Pas d'erreur pour le test de médicament qui a mal tourné

Par Par Matthieu DURAND, le 07 avril 2006 à 07h00 , mis à jour le 06 avril 2006 à 16h47

Aucune faute ne semble avoir été commise lors de l'essai clinique qui a provoqué l'hospitalisation de six personnes en mars à Londres. Les autorités sanitaires britanniques vont toutefois poursuivre leur enquête. L'un des malades, surnommé "Elephant Man", a raconté son calvaire à la presse.

hopital infirmiere © INTERNE

Le 13 mars dernier, six hommes intégraient le service des soins intensifs de l'hôpital londonien de Northwick Park, après l'essai clinique d'un nouveau médicament qui avait mal tourné. Deux d'entre eux se trouvaient dans un état critique, quatre dans un état grave. Deux enquêtes, sanitaire et judiciaire, ont été lancées. L'Agence britannique de régulation des médicaments, le MHRA, a rendu mercredi un rapport d'étape.

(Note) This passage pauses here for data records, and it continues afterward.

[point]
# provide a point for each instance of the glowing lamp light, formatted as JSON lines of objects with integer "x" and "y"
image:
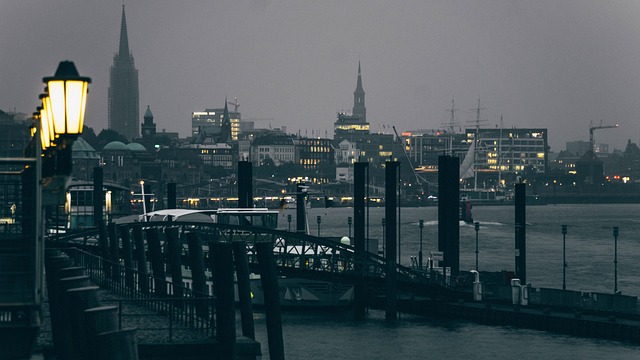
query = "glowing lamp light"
{"x": 68, "y": 99}
{"x": 45, "y": 136}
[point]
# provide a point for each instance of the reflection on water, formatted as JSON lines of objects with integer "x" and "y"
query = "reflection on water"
{"x": 589, "y": 254}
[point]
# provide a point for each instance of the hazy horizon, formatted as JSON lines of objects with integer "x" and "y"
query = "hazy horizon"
{"x": 543, "y": 64}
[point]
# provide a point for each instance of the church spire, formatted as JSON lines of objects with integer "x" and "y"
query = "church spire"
{"x": 123, "y": 51}
{"x": 358, "y": 99}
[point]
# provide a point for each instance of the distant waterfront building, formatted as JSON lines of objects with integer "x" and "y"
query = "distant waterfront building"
{"x": 356, "y": 123}
{"x": 278, "y": 147}
{"x": 510, "y": 151}
{"x": 124, "y": 105}
{"x": 212, "y": 123}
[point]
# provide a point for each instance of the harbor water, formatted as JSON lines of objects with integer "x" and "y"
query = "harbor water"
{"x": 589, "y": 254}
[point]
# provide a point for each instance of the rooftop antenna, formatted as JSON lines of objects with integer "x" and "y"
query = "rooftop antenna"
{"x": 452, "y": 126}
{"x": 235, "y": 104}
{"x": 476, "y": 139}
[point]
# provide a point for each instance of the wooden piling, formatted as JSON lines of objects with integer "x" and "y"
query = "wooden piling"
{"x": 141, "y": 260}
{"x": 199, "y": 284}
{"x": 269, "y": 281}
{"x": 157, "y": 261}
{"x": 244, "y": 288}
{"x": 222, "y": 254}
{"x": 127, "y": 255}
{"x": 174, "y": 258}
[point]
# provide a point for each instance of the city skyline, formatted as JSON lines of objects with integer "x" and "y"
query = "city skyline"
{"x": 545, "y": 65}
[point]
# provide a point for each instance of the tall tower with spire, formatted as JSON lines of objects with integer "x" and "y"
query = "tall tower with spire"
{"x": 123, "y": 89}
{"x": 358, "y": 99}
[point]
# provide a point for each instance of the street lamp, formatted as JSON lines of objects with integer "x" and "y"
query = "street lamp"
{"x": 616, "y": 232}
{"x": 68, "y": 99}
{"x": 421, "y": 225}
{"x": 477, "y": 227}
{"x": 62, "y": 115}
{"x": 564, "y": 261}
{"x": 384, "y": 224}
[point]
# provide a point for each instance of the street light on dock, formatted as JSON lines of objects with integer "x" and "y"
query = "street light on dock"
{"x": 616, "y": 232}
{"x": 421, "y": 225}
{"x": 476, "y": 225}
{"x": 564, "y": 261}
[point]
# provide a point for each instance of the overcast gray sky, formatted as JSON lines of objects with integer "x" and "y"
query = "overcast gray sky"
{"x": 553, "y": 64}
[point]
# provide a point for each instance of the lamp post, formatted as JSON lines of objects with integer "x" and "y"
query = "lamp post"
{"x": 421, "y": 226}
{"x": 564, "y": 261}
{"x": 62, "y": 115}
{"x": 616, "y": 232}
{"x": 477, "y": 227}
{"x": 384, "y": 224}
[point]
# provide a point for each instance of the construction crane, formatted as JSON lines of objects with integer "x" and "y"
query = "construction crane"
{"x": 592, "y": 128}
{"x": 235, "y": 104}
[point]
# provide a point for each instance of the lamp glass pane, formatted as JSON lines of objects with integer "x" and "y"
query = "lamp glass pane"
{"x": 57, "y": 95}
{"x": 44, "y": 130}
{"x": 46, "y": 106}
{"x": 75, "y": 96}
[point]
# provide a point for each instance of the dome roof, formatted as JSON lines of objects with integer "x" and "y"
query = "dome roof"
{"x": 116, "y": 145}
{"x": 136, "y": 147}
{"x": 82, "y": 150}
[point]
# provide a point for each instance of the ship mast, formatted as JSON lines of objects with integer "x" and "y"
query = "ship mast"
{"x": 476, "y": 140}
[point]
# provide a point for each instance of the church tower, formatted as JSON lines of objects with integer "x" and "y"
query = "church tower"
{"x": 359, "y": 109}
{"x": 148, "y": 126}
{"x": 123, "y": 89}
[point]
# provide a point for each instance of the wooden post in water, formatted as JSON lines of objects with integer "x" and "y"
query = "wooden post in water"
{"x": 199, "y": 288}
{"x": 301, "y": 217}
{"x": 449, "y": 212}
{"x": 269, "y": 280}
{"x": 114, "y": 251}
{"x": 127, "y": 255}
{"x": 390, "y": 214}
{"x": 521, "y": 234}
{"x": 245, "y": 184}
{"x": 222, "y": 268}
{"x": 171, "y": 195}
{"x": 244, "y": 288}
{"x": 359, "y": 238}
{"x": 157, "y": 261}
{"x": 141, "y": 260}
{"x": 174, "y": 258}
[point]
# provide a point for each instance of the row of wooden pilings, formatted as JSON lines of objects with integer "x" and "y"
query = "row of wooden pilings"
{"x": 224, "y": 257}
{"x": 81, "y": 327}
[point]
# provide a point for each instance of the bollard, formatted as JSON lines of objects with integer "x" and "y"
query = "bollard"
{"x": 157, "y": 262}
{"x": 244, "y": 288}
{"x": 199, "y": 285}
{"x": 269, "y": 281}
{"x": 127, "y": 255}
{"x": 222, "y": 266}
{"x": 174, "y": 258}
{"x": 141, "y": 260}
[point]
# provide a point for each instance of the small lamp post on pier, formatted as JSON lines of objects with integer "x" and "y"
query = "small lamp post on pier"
{"x": 477, "y": 228}
{"x": 421, "y": 225}
{"x": 616, "y": 232}
{"x": 564, "y": 261}
{"x": 384, "y": 224}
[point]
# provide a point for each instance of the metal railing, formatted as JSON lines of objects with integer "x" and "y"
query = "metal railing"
{"x": 184, "y": 308}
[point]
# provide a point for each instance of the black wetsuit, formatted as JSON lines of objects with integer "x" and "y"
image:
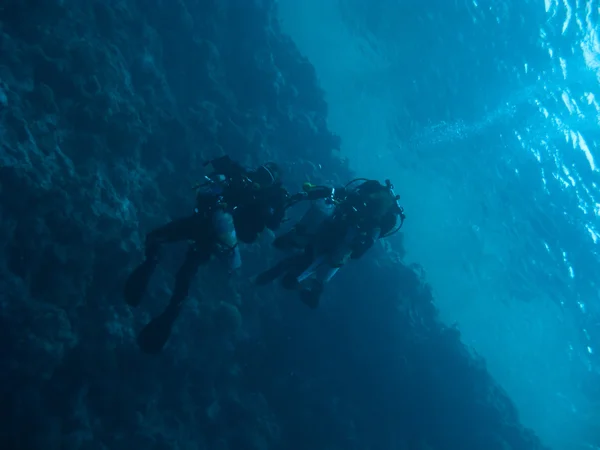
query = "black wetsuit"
{"x": 252, "y": 207}
{"x": 356, "y": 208}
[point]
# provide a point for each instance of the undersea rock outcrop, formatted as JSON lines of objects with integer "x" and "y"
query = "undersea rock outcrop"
{"x": 108, "y": 109}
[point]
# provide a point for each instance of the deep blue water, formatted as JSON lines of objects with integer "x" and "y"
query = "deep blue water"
{"x": 485, "y": 114}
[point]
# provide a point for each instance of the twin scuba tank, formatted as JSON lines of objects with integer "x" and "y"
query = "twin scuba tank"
{"x": 226, "y": 242}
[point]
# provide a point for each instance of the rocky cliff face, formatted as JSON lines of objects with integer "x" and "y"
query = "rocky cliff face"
{"x": 107, "y": 111}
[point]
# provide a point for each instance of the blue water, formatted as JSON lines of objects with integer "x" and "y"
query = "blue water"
{"x": 485, "y": 115}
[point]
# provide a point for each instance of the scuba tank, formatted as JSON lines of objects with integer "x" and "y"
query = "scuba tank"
{"x": 226, "y": 237}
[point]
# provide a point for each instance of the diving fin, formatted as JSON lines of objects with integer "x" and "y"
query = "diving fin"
{"x": 156, "y": 333}
{"x": 136, "y": 284}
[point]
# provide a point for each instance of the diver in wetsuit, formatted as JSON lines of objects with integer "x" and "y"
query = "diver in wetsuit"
{"x": 234, "y": 204}
{"x": 340, "y": 225}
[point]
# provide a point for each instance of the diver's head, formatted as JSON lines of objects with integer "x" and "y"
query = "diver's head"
{"x": 266, "y": 175}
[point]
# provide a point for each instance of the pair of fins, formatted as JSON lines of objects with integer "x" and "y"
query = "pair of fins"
{"x": 156, "y": 333}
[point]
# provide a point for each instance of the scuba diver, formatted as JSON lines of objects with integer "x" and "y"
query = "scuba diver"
{"x": 341, "y": 224}
{"x": 233, "y": 205}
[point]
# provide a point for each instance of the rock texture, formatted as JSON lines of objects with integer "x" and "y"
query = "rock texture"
{"x": 107, "y": 111}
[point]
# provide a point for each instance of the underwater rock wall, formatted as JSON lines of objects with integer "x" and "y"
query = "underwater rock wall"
{"x": 107, "y": 111}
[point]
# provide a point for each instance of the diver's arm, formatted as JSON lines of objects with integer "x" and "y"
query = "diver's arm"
{"x": 277, "y": 210}
{"x": 311, "y": 192}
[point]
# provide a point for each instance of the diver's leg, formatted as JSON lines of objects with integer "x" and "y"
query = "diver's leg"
{"x": 155, "y": 334}
{"x": 177, "y": 230}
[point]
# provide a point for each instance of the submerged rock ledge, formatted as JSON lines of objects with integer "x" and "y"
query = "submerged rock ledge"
{"x": 107, "y": 111}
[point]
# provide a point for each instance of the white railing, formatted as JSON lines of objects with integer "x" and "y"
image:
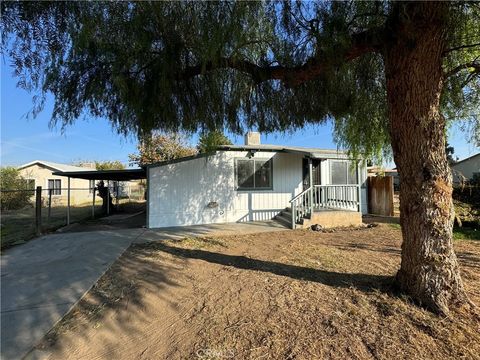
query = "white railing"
{"x": 346, "y": 197}
{"x": 336, "y": 197}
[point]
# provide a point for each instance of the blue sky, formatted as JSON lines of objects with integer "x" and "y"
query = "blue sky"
{"x": 24, "y": 139}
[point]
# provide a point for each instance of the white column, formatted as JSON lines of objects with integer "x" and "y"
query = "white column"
{"x": 94, "y": 190}
{"x": 108, "y": 197}
{"x": 68, "y": 202}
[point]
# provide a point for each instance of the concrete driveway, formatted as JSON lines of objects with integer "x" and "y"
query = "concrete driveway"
{"x": 42, "y": 279}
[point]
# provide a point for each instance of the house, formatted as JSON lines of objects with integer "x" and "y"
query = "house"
{"x": 379, "y": 171}
{"x": 40, "y": 173}
{"x": 466, "y": 169}
{"x": 254, "y": 182}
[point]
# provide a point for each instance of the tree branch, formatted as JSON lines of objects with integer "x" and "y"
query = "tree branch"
{"x": 362, "y": 43}
{"x": 472, "y": 64}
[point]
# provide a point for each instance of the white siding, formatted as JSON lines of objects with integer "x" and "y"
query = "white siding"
{"x": 179, "y": 193}
{"x": 464, "y": 170}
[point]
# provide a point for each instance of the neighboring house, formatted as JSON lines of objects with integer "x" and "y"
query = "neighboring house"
{"x": 378, "y": 171}
{"x": 40, "y": 173}
{"x": 255, "y": 182}
{"x": 465, "y": 169}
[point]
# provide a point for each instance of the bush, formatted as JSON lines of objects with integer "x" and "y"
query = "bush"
{"x": 10, "y": 179}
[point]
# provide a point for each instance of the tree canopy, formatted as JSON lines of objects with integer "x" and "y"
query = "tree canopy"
{"x": 184, "y": 66}
{"x": 109, "y": 165}
{"x": 209, "y": 141}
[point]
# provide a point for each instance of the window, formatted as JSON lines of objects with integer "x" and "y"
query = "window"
{"x": 343, "y": 172}
{"x": 91, "y": 186}
{"x": 55, "y": 185}
{"x": 254, "y": 174}
{"x": 30, "y": 184}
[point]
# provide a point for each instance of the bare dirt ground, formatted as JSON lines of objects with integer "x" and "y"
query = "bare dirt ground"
{"x": 283, "y": 295}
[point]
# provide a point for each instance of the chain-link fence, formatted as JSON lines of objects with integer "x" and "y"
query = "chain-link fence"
{"x": 29, "y": 213}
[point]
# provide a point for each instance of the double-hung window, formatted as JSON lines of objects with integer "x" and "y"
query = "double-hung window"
{"x": 91, "y": 186}
{"x": 253, "y": 174}
{"x": 55, "y": 185}
{"x": 343, "y": 173}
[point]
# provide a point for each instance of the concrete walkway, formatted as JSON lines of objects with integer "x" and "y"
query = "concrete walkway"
{"x": 42, "y": 279}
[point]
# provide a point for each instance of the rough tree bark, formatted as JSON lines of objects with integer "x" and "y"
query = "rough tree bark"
{"x": 413, "y": 63}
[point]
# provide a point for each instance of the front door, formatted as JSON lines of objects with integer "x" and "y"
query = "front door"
{"x": 316, "y": 173}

Le MHRA indique n'avoir trouvé "aucune preuve suggérant qu'il y avait un problème quelconque avec la conception du produit donné aux volontaires du test". Le TGN1412, un médicament contre la leucémie et la sclérose en plaques développé par la compagnie allemande TeGenero, n'a pas non plus été "contaminé". L'essai clinique a par ailleurs été mené selon les protocoles adéquats et les patients ont reçu "la dose correcte du produit", précise encore l'organisme.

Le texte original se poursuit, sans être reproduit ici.